Não bastasse estas e outras vanguardas portuguesas relativamente aos assuntos do mar, a nossa relação com o mar elaborou contributos civilizacionais singulares, socioeconómicos e culturais, e justamente nos atribuem a primeira onda da globalização, na expressão indiana, a era gâmica. É, pois, nesta dimensão consciente e histórica que a poesia em Portugal, quando se liga ao mar acontece de forma única, como seu próprio símbolo e metáfora. A evidenciação desta pertença, marítima e poética, adquire na expressão de Natália Correia uma interpretação magistral:

Sou filha de marinheiros
pelo mar que também quis.
Pela linha da poesia
sou neta de D.Dinis.(...)
Natália Correia, (Dom Quixote, 2013-1954)

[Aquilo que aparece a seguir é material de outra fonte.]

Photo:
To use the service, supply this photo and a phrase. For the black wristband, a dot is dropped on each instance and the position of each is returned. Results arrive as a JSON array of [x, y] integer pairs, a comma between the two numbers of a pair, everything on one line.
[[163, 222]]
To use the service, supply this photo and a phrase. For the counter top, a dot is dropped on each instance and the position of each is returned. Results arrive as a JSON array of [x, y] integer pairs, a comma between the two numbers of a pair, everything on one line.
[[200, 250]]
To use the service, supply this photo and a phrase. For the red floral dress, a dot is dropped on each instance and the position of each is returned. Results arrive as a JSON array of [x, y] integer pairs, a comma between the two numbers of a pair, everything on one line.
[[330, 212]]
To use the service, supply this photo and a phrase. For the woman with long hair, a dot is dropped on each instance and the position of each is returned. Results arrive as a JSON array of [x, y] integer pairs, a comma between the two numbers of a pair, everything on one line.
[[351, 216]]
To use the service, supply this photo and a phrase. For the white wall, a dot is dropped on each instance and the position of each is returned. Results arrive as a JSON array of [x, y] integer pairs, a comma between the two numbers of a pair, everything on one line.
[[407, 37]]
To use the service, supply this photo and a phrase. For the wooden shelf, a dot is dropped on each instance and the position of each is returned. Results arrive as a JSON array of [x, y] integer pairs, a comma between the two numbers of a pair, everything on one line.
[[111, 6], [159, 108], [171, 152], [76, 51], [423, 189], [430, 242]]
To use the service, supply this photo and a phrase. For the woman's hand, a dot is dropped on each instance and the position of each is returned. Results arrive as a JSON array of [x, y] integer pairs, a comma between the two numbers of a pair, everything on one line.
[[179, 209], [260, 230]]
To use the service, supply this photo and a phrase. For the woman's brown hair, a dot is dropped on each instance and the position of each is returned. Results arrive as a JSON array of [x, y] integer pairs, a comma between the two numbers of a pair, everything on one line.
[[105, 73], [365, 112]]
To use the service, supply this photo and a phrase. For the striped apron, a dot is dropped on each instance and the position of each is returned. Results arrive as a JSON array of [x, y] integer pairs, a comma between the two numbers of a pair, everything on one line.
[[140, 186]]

Pelo mar que também quis não pode ser uma expressão colhida apenas literalmente como a sua viagem voluntária efetuada de Ponta Delgada (Açores) a Lisboa, mas de modo a procurar a plenitude metafórica da poesia terá de ser esse mar que também quis, o mar que é abertura e horizonte em que se elaboram as humanas navegações por um desconhecido a descobrir. E nisto, continua a sobressair um símbolo inconfundivelmente de valor universal, a da alma em constante procura de um mundo novo. Como diz Miguel Torga, essa alma mais poderosa, que abre as possibilidades novas.
Saibamos ultrapassar o tempo conjuntural por determinação política, institucional e nacional, e construir incessante e sistematicamente uma Economia do Mar, como fizemos Boiar o sonho, que não fosse ao fundo. Assim, na nossa evidência histórica, seremos como fomos, na vanguarda e na identificação coletiva,


(...) uma nação única de memória do mar,
que não responde senão em nós. (…)
Fiama Hasse Pais Brandão (Relógio D'Água, 2000).